The second part of the session introduced ways of implementing differentiated learning in a writing classroom. The chain tasks which involved groups of participants contributing to stories, poems or comic strips added fun to the learning and saw every participant engrossed in their expressions of creativity. The session concluded with the explanation that a differentiated classroom isn’t necessarily limited to individual activities alone but can also be made a reality with whole class as well as group activities. Energised participants filed out of the classroom submitting ‘Exit chits’ recording feedback on the model lesson, with minds full of plans of implementing the practice in their classrooms.

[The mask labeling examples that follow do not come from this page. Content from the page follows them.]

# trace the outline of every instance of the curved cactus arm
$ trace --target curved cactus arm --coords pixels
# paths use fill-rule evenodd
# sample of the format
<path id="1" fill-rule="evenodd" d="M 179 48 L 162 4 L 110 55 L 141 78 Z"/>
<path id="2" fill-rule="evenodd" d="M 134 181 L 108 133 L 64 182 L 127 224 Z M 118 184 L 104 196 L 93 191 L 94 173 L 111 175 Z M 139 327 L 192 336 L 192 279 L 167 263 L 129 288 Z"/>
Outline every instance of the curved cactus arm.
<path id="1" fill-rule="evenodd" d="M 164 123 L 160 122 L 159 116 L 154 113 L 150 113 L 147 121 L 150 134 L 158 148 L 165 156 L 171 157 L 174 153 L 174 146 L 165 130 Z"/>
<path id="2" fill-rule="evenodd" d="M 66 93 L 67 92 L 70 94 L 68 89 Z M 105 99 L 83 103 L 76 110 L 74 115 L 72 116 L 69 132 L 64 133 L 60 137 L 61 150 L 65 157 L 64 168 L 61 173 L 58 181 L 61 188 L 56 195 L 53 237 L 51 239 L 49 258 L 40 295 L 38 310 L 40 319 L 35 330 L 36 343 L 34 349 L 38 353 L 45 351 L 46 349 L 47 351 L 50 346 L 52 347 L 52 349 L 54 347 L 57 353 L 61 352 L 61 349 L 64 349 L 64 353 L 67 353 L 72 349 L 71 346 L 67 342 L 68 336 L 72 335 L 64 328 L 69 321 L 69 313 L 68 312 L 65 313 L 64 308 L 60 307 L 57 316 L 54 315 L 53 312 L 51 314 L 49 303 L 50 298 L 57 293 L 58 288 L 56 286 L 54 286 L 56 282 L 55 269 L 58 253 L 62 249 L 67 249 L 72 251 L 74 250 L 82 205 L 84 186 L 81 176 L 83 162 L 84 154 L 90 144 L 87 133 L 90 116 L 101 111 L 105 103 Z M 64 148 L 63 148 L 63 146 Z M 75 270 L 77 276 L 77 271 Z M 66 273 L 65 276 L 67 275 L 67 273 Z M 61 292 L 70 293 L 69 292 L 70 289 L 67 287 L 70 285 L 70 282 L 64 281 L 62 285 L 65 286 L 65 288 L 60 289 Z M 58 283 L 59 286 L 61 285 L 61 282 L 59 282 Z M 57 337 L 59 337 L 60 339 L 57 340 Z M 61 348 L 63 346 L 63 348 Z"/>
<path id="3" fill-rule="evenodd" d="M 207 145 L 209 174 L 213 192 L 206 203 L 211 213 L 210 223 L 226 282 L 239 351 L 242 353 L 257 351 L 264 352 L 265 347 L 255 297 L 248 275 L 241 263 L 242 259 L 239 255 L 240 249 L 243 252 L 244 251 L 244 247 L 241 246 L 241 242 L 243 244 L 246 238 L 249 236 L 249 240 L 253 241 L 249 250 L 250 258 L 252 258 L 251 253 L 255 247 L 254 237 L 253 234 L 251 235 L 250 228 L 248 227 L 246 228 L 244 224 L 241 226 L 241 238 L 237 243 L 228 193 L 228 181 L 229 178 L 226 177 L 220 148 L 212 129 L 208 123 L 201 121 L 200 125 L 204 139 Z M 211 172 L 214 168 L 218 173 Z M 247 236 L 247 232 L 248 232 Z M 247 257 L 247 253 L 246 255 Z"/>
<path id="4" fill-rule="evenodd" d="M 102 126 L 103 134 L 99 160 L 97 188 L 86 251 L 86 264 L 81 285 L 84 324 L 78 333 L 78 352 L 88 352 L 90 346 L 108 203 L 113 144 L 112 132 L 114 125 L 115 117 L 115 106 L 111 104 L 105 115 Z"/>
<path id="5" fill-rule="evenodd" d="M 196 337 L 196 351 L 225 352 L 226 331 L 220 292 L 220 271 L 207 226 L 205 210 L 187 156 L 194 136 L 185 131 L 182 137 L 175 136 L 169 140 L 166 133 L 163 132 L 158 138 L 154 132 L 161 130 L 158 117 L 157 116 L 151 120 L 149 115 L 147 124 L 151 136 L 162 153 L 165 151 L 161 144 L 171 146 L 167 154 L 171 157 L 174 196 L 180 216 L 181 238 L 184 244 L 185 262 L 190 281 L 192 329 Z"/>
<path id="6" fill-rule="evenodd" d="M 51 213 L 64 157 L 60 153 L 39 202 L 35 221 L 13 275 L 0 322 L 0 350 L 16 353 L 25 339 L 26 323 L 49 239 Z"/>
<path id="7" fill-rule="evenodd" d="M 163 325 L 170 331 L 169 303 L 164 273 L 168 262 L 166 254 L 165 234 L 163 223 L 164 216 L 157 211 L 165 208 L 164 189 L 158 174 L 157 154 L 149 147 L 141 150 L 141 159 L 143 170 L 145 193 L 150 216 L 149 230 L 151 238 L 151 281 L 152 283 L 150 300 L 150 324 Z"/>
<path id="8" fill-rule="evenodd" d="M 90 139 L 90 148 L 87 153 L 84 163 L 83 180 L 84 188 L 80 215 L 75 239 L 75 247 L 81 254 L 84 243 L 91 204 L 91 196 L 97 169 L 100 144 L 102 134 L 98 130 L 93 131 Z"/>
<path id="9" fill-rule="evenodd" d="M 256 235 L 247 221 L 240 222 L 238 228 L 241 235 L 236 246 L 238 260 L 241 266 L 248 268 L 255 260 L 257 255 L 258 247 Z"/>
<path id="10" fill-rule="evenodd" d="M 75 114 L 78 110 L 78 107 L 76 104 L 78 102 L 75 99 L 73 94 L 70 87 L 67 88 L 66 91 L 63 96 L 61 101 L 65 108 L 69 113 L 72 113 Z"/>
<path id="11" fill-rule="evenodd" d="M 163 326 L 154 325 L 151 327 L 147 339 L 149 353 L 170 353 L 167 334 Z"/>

Session 3 – Participants’ Demonstration Session

True to the theme, the last session of the workshop saw the wholehearted involvement of the participants. Inspired by the tasks used in the previous sessions, they came together in groups to implement differentiated learning in the classroom be it in the teaching of listening, speaking, reading, writing, vocabulary or grammar. The practising teachers and the simulated student audience had great fun in facilitating and participating in the activities. The resource persons also pitched in as students for these demonstration sessions. Some of activities such as a five-stage vocabulary quiz and rewriting the nouns and adverbs in a popular nursery rhyme witnessed even the resource persons in splits with uncontrollable laughter. Everyone made use of the opportunity to showcase their ideas. The demonstrations were followed by feedback from the resource persons. The session concluded with a discussion on the strategies to make such tasks feasible in their classrooms on a daily basis.



Valedictory Session

Vice-Chancellor Neerchal was the guest for the session. Ms. Neethu S. Kumar presented the report of the workshop, which was followed by the Vice-Chancellor’s valedictory address and the distribution of certificates. Two of the participants shared their experience of the workshop, appreciating the depth of Chinmaya Mission’s vision and the professionalism of the institutions that they had created. Mr. Saurabh Singanapalli proposed the vote of thanks. The workshop ended with a commitment from the participant teachers to attempt the techniques discussed at the workshop in their own classes.